Green’s Dictionary of Slang

chats n.2

also chatts, chits
[SE chattels, moveable property, typically livestock, ‘lice being the chief livestock of beggars, gypsies, and the rest of the canting crew’ (Grose, 1785)]

1. (UK Und.) lice; thus chat parade, a delousing session.

[UK]B.E. Dict. Canting Crew.
[UK]A. Smith Lives of Most Notorious Highway-men, etc. (1926) 204: Chats, lice. Squeeze the chats, i.e., crack or kill those vermin.
[UK]New Canting Dict.
[UK]Bailey Universal Etym. Eng. Dict.
[UK]B.M. Carew Life and Adventures.
[UK]Grose Classical Dict. of the Vulgar Tongue n.p.: Chatts, lice, (cant) perhaps an abbreviation of chattels, lice being the chief live stock or chattels of beggars, gypsies, and the rest of the canting crew.
[Aus]Vaux Vocab. of the Flash Lang.
[UK]‘Jon Bee’ Dict. of the Turf, the Ring, the Chase, etc. 24: Chatts — i.e. Chattels, abbreviated — Lice.
[UK]Swell’s Night Guide 65: You staggs my queer togs, and thinks I’m chatty; but Lord love you! I never had a chat in my mortal days. [Ibid.] 72: I’ve copped some nob-rangers, and I arnt got no chat-rake; so I shall snuff ’em out.
[UK]Kendal Mercury 17 Apr. 6/1: Blow me [...] if that ken of Beggar-me-Out’s vasn’t crammed full of chats (lice) and hoppers (flies).
[US]Matsell Vocabulum.
[UK]W.H. Smyth Sailor’s Word-Bk (1991) 181: Chats. Lice. Also lazy fellows.
[UK]Hotten Sl. Dict. 97: CHATTS, lice.
[UK]Dly Gaz. for Middlesborough 6 Nov. 3/4: Twenty-seven of us in one room, most of us dirty [...] Then the ‘flats’ and ‘chits’ [...] Suffice it to say that they were at (sic) work, and I was awake the whole night through.
[US]Rising Sun 25 Dec. 8/2: Why waste all that ration jam [...] add a little fat— / And we could use it well, / In killing off the chat.
[UK]A. Wright diary 15 Aug. in Muddy France (1988) 12: Had a lengthy ‘chat parade’, and a bath.
[Aus]Aussie (France) 11 Feb. 11/1: When in the trenches one gets used to chats, as you blokes know, and looks upon them the same way that a dog regards fleas.
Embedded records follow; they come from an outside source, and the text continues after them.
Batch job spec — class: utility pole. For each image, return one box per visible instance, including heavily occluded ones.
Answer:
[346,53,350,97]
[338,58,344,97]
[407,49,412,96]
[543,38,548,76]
They keep a fellow from worrying about his other worries.
[UK](con. WWI) E. Lynch Somme Mud 51: Dark and I get out of our underpants and pull them on again, inside out, to trick the chats [...] We chance the chats about our upper regions.
[UK](con. WWI) Fraser & Gibbons Soldier and Sailor Words 52: Chat, A: Vermin, in particular a louse.
[UK]E. Blair letter 4 Sept. in Complete Works X (1998) 228: As to new words, here are some [...] Chat = a louse.
[Aus]Western Mail (Perth) 11 June 2/5: There was a bottle of dope in the corner that they used for chats [...] Three or four others took off their flannels and strides and sprinkled some in the seams.
[Aus]Western Mail (Perth) 30 May 2/3: Chats soon became too common to take notice of.
[Aus] ‘Whisper All Aussie Dict.’ in Kings Cross Whisper (Sydney) xxxiii 4/3: chat: A prison bed-bug.
[Aus]Adamson & Hanford Zimmer’s Essay 99: Orwell gives ‘chat’ as a term for ‘louse’ [...] In New South Wales prison argot, it means both ‘louse’ and a certain type of prisoner.
[Aus]G. Seal Lingo 59: Many of these terms are still used. On Gallipoli the Anzacs soon made the acquaintance of body lice, or chats, a term also common in US folk speech.
[UK]J. Meades Empty Wigs (t/s) 618: ‘Diabolical itchy like chats all over you it were. Worse than these patches’.

2. (Aus. teen) as defined by a sharpie n.2 gang, a victim, a pariah.

[Aus](con. 1960s-70s) T. Taylor Top Fellas 21/1: The lowest of the low were called ‘Chats’. [...] In sharp lingo it meant a paraiah, in for a hiding.